Let $G$, $H$ be finite groups.
For a homomorphism $\varphi \colon$ $G \to H$ we learned that for $g \in G$, $ord(\varphi(g))$ must divide $|G|$ and $|H|$.
So then, (in essence), what we did was look at the common factors of $|G|$ and $|H|$ and set $\varphi(x) = \gamma $ where $x$ is a generator of $G$ and $\gamma \in H$ s.t. $ord(\gamma)$ divides both $|G|$ and $|H|$.
However, I came across an example where this seemed to break-down – I was hoping for some guidance in this case.
For homomorphisms between $C_4$ and $C_2 \times C_2$, we have $|C_4| = |C_2 \times C_2| = 4$.
This implies (with our strategy above) that if $C_4 = \lbrace 1, x, x^2, x^3 \rbrace$, $x^4 = 1$ then $\varphi(x)$ can have order 1, 2 or 4.
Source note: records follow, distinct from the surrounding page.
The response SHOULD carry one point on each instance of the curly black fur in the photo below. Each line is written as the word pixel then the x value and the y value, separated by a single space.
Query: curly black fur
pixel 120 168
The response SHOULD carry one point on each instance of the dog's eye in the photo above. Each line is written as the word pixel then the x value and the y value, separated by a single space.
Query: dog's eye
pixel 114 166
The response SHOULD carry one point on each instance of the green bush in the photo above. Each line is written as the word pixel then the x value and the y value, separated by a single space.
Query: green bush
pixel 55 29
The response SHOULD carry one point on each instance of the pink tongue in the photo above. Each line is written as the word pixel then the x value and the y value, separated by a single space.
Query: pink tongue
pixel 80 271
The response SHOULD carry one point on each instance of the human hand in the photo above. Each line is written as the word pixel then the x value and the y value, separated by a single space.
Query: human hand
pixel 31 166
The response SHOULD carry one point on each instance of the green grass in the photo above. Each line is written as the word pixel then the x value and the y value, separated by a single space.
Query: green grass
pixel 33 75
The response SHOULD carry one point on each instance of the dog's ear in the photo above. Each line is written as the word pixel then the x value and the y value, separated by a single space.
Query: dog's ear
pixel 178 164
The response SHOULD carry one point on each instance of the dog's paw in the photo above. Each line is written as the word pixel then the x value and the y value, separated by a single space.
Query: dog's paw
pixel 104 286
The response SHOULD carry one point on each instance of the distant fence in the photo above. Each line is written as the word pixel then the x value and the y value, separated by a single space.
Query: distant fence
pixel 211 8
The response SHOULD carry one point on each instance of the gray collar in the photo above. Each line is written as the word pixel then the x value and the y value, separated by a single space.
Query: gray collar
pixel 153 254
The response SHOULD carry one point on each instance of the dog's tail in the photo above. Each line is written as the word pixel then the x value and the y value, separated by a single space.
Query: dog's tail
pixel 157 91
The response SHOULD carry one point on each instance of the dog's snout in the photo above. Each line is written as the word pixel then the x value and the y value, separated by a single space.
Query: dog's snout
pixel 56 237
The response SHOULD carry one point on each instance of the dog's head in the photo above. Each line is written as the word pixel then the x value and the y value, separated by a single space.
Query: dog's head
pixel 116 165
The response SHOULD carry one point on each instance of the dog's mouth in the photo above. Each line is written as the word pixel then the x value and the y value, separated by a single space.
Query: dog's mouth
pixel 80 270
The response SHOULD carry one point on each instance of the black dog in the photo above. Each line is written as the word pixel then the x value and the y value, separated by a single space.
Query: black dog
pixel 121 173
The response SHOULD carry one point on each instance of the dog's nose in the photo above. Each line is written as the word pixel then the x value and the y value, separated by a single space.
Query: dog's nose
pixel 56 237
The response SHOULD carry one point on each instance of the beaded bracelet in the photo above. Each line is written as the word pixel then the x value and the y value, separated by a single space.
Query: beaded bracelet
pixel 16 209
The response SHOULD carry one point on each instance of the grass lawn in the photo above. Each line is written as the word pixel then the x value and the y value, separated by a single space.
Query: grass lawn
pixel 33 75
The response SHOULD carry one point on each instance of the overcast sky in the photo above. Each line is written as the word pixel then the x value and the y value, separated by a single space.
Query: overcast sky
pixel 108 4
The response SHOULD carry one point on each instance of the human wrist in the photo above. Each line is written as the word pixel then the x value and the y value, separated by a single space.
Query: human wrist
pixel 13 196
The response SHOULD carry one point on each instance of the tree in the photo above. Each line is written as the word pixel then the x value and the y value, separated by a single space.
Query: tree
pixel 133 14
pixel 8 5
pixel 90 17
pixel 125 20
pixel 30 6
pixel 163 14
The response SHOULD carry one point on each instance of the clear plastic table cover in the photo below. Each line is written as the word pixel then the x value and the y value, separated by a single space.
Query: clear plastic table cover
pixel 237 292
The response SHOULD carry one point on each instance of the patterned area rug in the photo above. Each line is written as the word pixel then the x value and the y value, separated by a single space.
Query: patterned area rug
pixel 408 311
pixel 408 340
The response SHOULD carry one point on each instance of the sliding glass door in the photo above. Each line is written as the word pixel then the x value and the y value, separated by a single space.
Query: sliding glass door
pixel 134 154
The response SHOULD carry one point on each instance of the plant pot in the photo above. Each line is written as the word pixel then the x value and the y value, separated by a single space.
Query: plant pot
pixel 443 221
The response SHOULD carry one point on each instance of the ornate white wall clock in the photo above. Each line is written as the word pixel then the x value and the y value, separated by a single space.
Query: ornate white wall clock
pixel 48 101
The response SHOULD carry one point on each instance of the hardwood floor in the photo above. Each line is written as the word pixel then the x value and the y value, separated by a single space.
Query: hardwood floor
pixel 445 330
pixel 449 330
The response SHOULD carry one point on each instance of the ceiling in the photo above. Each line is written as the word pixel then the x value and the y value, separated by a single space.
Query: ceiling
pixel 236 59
However, the example goes on to state that we cannot set $\varphi(x)$ to have an order of 4, as it is unattainable.
Does this mean that my condition of $\varphi(x)$ dividing both $|G|$ and $|H|$ is necessary but not sufficient? For such cases (as in my example) how would I go about correctly stating all the homomorphisms under a time pressure? (i.e. is there a way for me to check, without too much calculation, that setting $\varphi(x)$ to an element with order 4 would not produce a homomorphism?)
I'm sure my mistake is somewhat elementary, any help on this would be much appreciated!
Follow up question: I don't understand why the line $\varphi_i$ is a homomorphism iff ord($\varphi_i$) divides ord(g) is true in this image Link
Yes, it's just a necessary condition.
Consider the homomorphism $\varphi\colon G\to H$ defined by $\varphi(g)=1$, for every $g\in G$. Then $\operatorname{ord}(\varphi(g))=1$, independently of $\operatorname{ord}(g)$.